Parità dei sessi e competizione elettorale Corte Costituzionale, 10 –13 febbraio 2003, n. 49

13.02.2003

Corte Costituzionale, 10 –13 febbraio 2003, n. 49

La Presidenza del Consiglio dei Ministri ha promosso questione di legittimità costituzionale degli articoli 2, comma 2 , e 7, comma 1, della legge regionale della Valle d’ Aosta, 2002 n. 21 concernente modifiche di due precedenti leggi regionali, la legge 1993, n.3, contenente norme per l’elezione del Consiglio regionale della Valle d’Aosta, e la legge 1998 n.47, dettata a salvaguardia delle tradizioni linguistiche e culturali delle popolazioni walser della valle del Lys. Le norme impugnate, inseriscono l’ art. 3-bis per il quale le liste di candidati per le elezioni al Consiglio regionale devono includere candidati di entrambi i sessi, e sostituiscono l’art. 9; a termini del nuovo art. 9, l’ ufficio elettorale regionale può dichiarare l’invalidità delle liste elettorali nelle quali non siano presenti in ugual numero candidati di entrambi i sessi. La questione di legittimità costituzionale è dichiarata infondata.

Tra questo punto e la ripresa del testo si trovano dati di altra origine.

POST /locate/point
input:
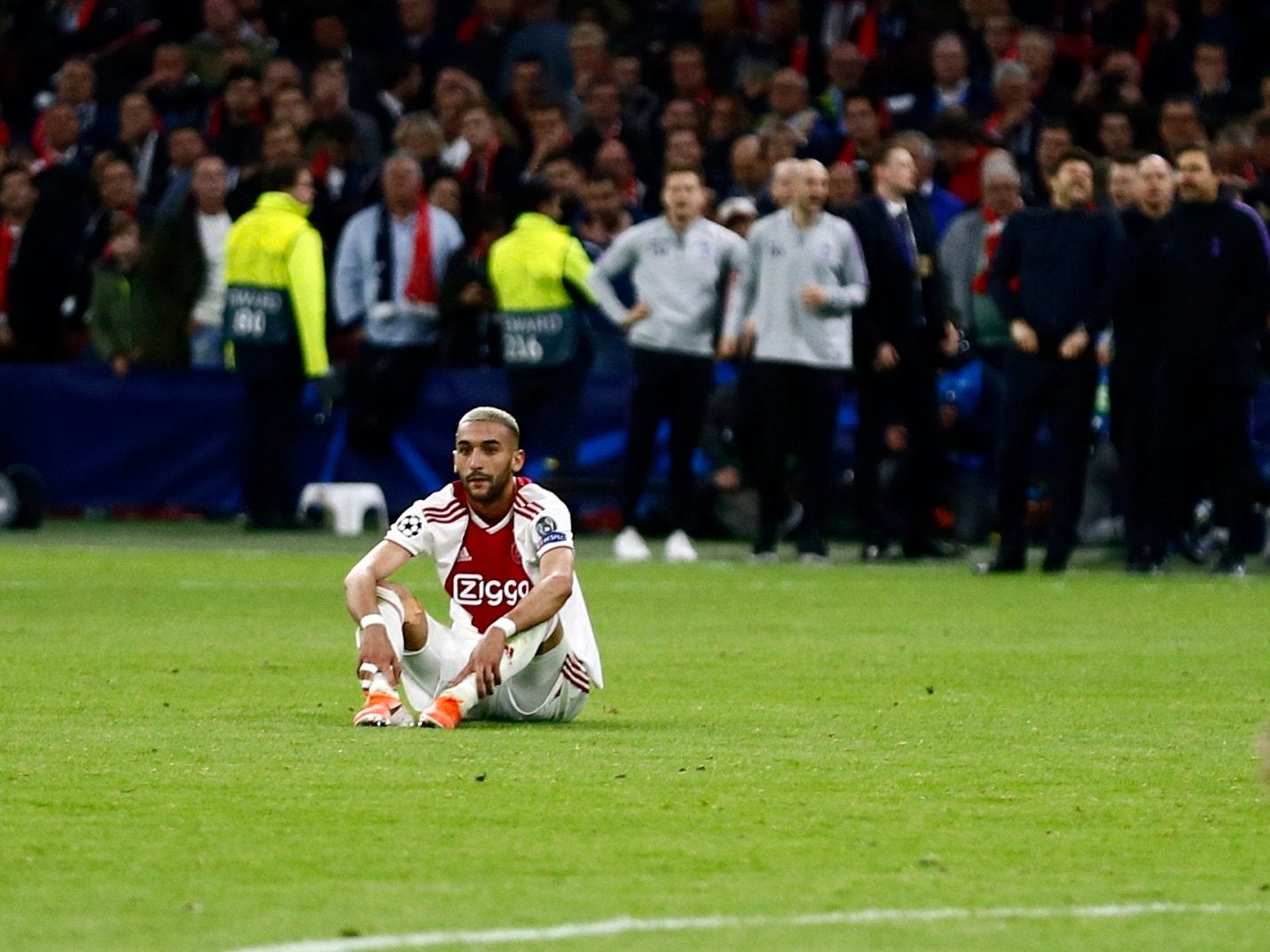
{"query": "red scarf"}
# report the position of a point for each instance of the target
(478, 168)
(6, 244)
(422, 285)
(991, 241)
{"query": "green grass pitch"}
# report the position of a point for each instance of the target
(178, 770)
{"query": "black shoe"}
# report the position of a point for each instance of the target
(1231, 565)
(1001, 565)
(1192, 547)
(873, 553)
(933, 549)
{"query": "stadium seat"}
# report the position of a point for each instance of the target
(347, 504)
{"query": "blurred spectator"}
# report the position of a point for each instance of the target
(737, 214)
(943, 205)
(847, 69)
(681, 265)
(1037, 53)
(961, 152)
(174, 92)
(1121, 182)
(330, 104)
(398, 94)
(1217, 98)
(1180, 125)
(276, 303)
(235, 119)
(951, 89)
(186, 256)
(789, 103)
(1115, 133)
(844, 188)
(484, 38)
(469, 329)
(538, 274)
(967, 253)
(142, 143)
(748, 168)
(615, 159)
(639, 103)
(603, 121)
(425, 44)
(588, 55)
(64, 164)
(604, 217)
(545, 36)
(549, 134)
(1014, 124)
(277, 75)
(1136, 362)
(689, 77)
(568, 182)
(1053, 141)
(1207, 278)
(389, 268)
(493, 166)
(1064, 259)
(448, 194)
(900, 336)
(36, 255)
(864, 128)
(803, 278)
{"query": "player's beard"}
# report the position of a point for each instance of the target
(488, 488)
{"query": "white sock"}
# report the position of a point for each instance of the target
(521, 649)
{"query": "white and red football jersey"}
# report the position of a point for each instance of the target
(488, 569)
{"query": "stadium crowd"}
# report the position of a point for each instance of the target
(959, 211)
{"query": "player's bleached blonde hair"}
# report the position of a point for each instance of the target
(490, 414)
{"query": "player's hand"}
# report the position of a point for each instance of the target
(1023, 336)
(813, 297)
(886, 359)
(484, 663)
(1073, 344)
(639, 312)
(376, 650)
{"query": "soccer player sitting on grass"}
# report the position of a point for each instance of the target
(520, 646)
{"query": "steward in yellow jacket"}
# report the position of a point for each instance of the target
(276, 321)
(538, 276)
(276, 298)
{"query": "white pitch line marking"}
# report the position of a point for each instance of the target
(861, 916)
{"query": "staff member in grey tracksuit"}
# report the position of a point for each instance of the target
(681, 265)
(805, 278)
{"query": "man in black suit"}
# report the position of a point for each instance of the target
(900, 336)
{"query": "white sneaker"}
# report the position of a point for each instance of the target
(630, 546)
(680, 549)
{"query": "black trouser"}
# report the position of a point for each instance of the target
(799, 416)
(1062, 392)
(1201, 428)
(906, 395)
(667, 387)
(1133, 420)
(545, 402)
(272, 420)
(384, 383)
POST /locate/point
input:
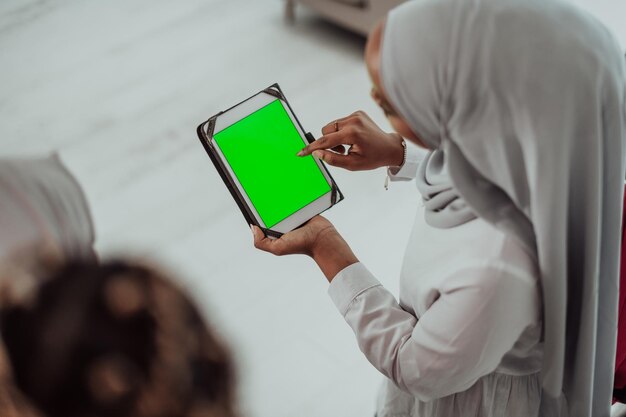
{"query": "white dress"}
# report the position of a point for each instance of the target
(465, 338)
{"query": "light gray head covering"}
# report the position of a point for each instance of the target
(41, 202)
(525, 101)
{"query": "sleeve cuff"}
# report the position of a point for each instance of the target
(408, 170)
(349, 283)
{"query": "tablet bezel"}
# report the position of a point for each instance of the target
(243, 110)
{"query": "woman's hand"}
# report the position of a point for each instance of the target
(318, 239)
(369, 146)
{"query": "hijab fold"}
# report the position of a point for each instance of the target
(523, 104)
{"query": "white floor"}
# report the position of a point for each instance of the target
(118, 87)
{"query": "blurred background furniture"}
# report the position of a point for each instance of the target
(356, 15)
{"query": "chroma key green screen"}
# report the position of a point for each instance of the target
(261, 150)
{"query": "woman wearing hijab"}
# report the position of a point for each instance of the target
(508, 291)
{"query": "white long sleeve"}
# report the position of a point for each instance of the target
(475, 319)
(408, 170)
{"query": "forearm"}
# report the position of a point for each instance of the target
(332, 254)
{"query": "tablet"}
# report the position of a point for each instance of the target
(253, 146)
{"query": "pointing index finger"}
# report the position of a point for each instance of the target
(325, 142)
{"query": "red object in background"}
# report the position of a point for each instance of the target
(619, 384)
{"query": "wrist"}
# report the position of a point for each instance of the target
(331, 253)
(397, 151)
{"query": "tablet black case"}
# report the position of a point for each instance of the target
(205, 139)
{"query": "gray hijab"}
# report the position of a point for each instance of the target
(525, 102)
(443, 207)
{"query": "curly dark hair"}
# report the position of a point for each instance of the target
(116, 339)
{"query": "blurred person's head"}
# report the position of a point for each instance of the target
(115, 339)
(373, 63)
(42, 202)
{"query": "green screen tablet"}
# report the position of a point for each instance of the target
(253, 145)
(261, 151)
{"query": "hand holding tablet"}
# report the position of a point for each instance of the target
(253, 146)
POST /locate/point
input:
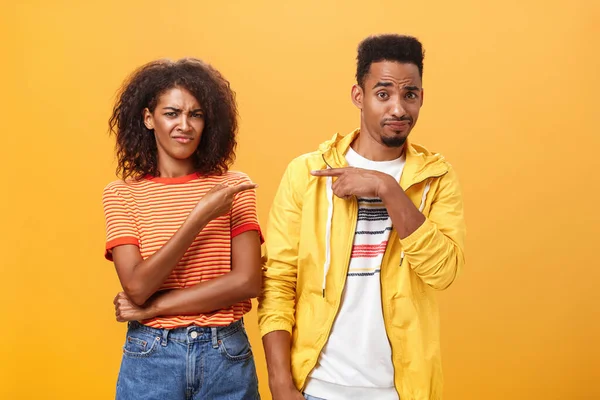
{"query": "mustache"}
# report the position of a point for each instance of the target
(404, 118)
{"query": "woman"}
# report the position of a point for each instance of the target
(183, 234)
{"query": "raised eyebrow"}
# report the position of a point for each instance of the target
(383, 84)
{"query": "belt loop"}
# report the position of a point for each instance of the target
(165, 334)
(213, 332)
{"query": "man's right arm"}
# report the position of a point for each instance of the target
(276, 309)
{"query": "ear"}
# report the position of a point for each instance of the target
(148, 119)
(357, 95)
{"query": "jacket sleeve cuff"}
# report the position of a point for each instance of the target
(418, 238)
(275, 326)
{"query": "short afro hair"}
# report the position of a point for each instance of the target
(401, 48)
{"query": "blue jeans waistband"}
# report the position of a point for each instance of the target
(190, 333)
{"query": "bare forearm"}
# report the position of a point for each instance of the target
(277, 345)
(406, 218)
(148, 275)
(208, 296)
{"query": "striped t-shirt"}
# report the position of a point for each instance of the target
(356, 362)
(148, 212)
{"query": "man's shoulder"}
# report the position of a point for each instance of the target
(306, 162)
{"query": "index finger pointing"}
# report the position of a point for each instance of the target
(329, 172)
(243, 187)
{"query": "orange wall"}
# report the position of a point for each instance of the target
(512, 98)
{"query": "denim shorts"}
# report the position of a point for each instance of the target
(187, 363)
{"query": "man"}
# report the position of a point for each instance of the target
(361, 234)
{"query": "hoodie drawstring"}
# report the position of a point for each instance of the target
(329, 186)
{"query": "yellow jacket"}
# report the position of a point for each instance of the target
(305, 273)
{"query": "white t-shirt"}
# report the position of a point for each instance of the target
(356, 361)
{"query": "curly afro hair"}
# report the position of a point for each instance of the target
(137, 155)
(400, 48)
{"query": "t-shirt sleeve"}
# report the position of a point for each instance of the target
(243, 212)
(120, 224)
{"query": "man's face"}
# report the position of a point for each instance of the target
(390, 100)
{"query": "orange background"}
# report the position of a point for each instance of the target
(512, 97)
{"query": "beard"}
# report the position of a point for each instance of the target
(394, 141)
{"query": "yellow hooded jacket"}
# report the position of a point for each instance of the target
(309, 241)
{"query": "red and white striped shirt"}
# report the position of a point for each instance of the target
(148, 212)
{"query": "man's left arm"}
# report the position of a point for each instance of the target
(433, 246)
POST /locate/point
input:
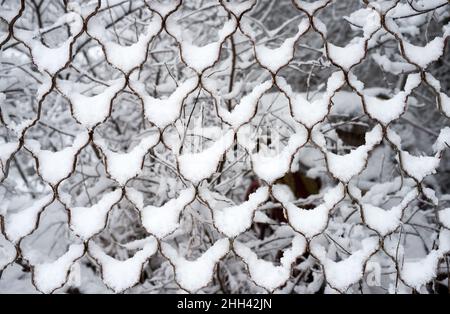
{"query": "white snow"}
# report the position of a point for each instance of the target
(348, 56)
(423, 56)
(19, 224)
(264, 273)
(270, 164)
(125, 166)
(88, 221)
(309, 222)
(341, 275)
(444, 217)
(386, 221)
(275, 58)
(419, 167)
(309, 113)
(386, 111)
(50, 276)
(443, 140)
(196, 167)
(90, 110)
(6, 151)
(311, 7)
(419, 272)
(163, 112)
(121, 275)
(234, 220)
(246, 108)
(48, 59)
(7, 252)
(194, 275)
(125, 58)
(200, 58)
(56, 166)
(345, 167)
(162, 221)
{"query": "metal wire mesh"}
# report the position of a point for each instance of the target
(123, 141)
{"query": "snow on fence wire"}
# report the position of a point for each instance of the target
(126, 157)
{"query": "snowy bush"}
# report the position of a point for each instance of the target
(224, 146)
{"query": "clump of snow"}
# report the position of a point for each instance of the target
(264, 273)
(163, 112)
(423, 56)
(443, 140)
(386, 111)
(345, 167)
(386, 221)
(419, 272)
(161, 221)
(88, 221)
(444, 217)
(270, 164)
(196, 167)
(309, 222)
(200, 58)
(275, 59)
(90, 111)
(7, 252)
(239, 8)
(309, 113)
(57, 166)
(246, 108)
(124, 58)
(125, 166)
(234, 220)
(121, 275)
(341, 275)
(6, 151)
(311, 7)
(419, 167)
(20, 224)
(194, 275)
(47, 59)
(48, 277)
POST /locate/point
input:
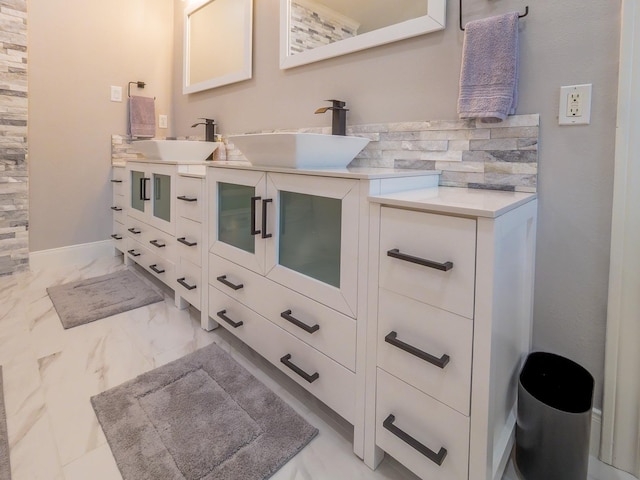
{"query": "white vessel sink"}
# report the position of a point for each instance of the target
(299, 150)
(175, 150)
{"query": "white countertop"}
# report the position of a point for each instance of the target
(362, 173)
(460, 201)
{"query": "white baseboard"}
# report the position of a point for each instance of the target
(73, 254)
(596, 432)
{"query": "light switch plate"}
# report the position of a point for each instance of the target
(575, 105)
(116, 93)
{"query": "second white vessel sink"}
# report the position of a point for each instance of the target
(299, 150)
(175, 150)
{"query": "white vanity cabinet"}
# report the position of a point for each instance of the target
(163, 224)
(450, 302)
(287, 271)
(189, 235)
(150, 196)
(118, 207)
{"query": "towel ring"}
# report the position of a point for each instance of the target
(137, 84)
(526, 12)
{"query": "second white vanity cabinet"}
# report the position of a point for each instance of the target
(450, 304)
(287, 270)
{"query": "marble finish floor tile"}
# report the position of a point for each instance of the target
(50, 374)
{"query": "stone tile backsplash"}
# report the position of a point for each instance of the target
(469, 153)
(14, 190)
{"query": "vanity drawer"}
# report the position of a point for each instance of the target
(188, 282)
(435, 332)
(119, 233)
(434, 238)
(117, 209)
(160, 243)
(118, 178)
(189, 197)
(189, 240)
(159, 267)
(428, 422)
(323, 328)
(334, 385)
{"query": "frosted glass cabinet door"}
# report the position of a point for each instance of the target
(314, 248)
(137, 190)
(162, 197)
(235, 217)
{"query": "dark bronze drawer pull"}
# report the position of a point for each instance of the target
(253, 215)
(309, 378)
(186, 242)
(223, 279)
(182, 282)
(445, 267)
(290, 318)
(438, 362)
(155, 268)
(436, 458)
(222, 315)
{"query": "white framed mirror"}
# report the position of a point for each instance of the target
(217, 43)
(314, 30)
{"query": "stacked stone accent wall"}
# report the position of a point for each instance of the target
(14, 191)
(469, 153)
(311, 29)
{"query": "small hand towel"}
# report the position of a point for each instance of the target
(489, 73)
(142, 117)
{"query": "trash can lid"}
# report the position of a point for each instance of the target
(558, 382)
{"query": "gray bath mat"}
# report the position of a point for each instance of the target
(5, 465)
(88, 300)
(202, 417)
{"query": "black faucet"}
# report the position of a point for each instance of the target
(209, 129)
(339, 119)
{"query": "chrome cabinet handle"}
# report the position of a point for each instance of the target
(395, 253)
(186, 242)
(265, 202)
(182, 282)
(290, 318)
(253, 215)
(309, 378)
(436, 458)
(222, 315)
(223, 279)
(427, 357)
(155, 268)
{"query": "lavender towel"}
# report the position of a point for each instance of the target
(489, 73)
(142, 117)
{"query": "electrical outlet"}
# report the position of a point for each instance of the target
(575, 105)
(116, 93)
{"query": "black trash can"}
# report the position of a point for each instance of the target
(553, 428)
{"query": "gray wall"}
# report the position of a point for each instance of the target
(77, 50)
(562, 43)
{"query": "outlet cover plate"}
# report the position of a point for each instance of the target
(575, 105)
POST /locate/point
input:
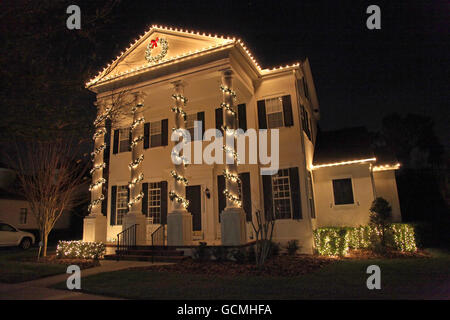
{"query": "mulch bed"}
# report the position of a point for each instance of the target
(279, 266)
(82, 263)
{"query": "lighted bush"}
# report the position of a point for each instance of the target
(332, 241)
(80, 249)
(404, 237)
(337, 241)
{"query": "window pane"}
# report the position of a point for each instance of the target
(343, 191)
(281, 195)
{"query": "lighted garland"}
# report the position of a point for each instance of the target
(180, 97)
(136, 140)
(98, 167)
(228, 108)
(96, 202)
(154, 43)
(179, 178)
(175, 197)
(133, 182)
(231, 176)
(98, 150)
(99, 133)
(96, 184)
(135, 200)
(137, 122)
(228, 91)
(133, 164)
(232, 197)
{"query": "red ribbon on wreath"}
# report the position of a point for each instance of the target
(154, 43)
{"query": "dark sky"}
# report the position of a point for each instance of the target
(360, 74)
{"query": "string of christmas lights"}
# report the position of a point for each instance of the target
(180, 102)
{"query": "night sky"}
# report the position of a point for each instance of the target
(360, 75)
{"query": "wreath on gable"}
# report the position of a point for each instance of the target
(153, 44)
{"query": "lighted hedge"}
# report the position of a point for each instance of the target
(336, 241)
(80, 249)
(332, 241)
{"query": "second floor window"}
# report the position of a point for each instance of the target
(124, 140)
(155, 134)
(274, 111)
(23, 216)
(282, 195)
(343, 191)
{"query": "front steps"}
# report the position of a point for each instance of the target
(148, 253)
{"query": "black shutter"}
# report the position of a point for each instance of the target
(221, 196)
(116, 141)
(295, 193)
(146, 135)
(262, 123)
(287, 110)
(267, 190)
(201, 117)
(113, 205)
(145, 198)
(164, 132)
(246, 195)
(242, 116)
(163, 202)
(219, 119)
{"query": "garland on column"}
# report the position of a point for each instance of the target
(136, 162)
(180, 101)
(98, 133)
(230, 131)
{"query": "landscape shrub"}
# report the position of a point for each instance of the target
(80, 249)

Secondo il Governo le norme impugnate, nel porre la presenza numericamente equivalente di candidati di entrambi i sessi come condizione di validità delle liste elettorali, finiscono con il violare il principio di eguaglianza nell’ accesso alle cariche elettive, (artt. 3, comma 1, e 51, comma 1, Cost.): infatti una qualunque quota di riserva prevista dalla legge in funzione del sesso dei candidati , si risolve in un ostacolo alla libera esplicazione dei diritti politici di coloro che aspirano a partecipare ad una competizione elettorale.
La Corte in una precedente sentenza, la n. 422 del 1995, aveva osservato che la previsione normativa di standard numerici di candidati in ragione del loro sesso costituisce da un lato, un esempio di attività positivamente rivolta a realizzare un’eguaglianza tra i sessi non più solo formale, ma anche sostanziale, ai fini dell’ accesso ai pubblici uffici ed alle cariche pubbliche elettive; dall’ altro essa può finire, però, con il realizzare una tutela rinforzata dei diritti politici dei cittadini di sesso femminile, a discapito dei diritti politici altrettanto fondamentali di quelli di sesso maschile (generando cioè una nuova discriminazione al contrario fondata ancora una volta sul sesso).
Oggi, nel rinnovato quadro costituzionale (in particolare, art. 117, comma 7 Cost., e legge costituzionale n.2 del 2001, di modifica degli Statuti delle Regioni ad autonomia differenziata), la Corte Costituzionale si discosta con consapevolezza da una concezione ambivalente delle statuizioni normative che si propongono di garantire ai due sessi l’equivalenza numerica nelle competizioni elettorali. Prima di tutto, la Corte precisa con chiarezza che la tutela dei diritti fondamentali degli individui non è più solo un formale riconoscimento dei diritti medesimi o un nominale impegno dei pubblici poteri a rimuovere gli ostacoli al loro pieno esercizio; ma è fondamentalmente una doverosa attività del legislatore statale e di quello regionale, di concreto promuovimento delle condizioni per un effettivo esercizio di tali diritti. Di questa attività, promozionale e di impulso della parità tra i sessi, le norme impugnate sono sicuramente espressione. Invero, con riferimento al contesto specifico delle competizioni elettorali, la Corte specifica che la pari consistenza numerica di uomini e donne nelle liste elettorali, lungi dal porsi come requisito discriminatorio di eleggibilità o di candidabilità, o come ostacolo frapposto al libero accesso di ogni cittadino alle cariche elettive (c.d. elettorato passivo), costituisce in realtà un vincolo non idoneo ad incidere sui diritti politici degli individui in ragione del loro sesso, poichè la rilevanza giuridica di questo vincolo, si esprime in una dimensione temporale ristretta (la fase che precede la competizione elettorale) e nei confronti non di tutti i cittadini, ma solo di determinati soggetti (….partiti politici, aspiranti consiglieri…).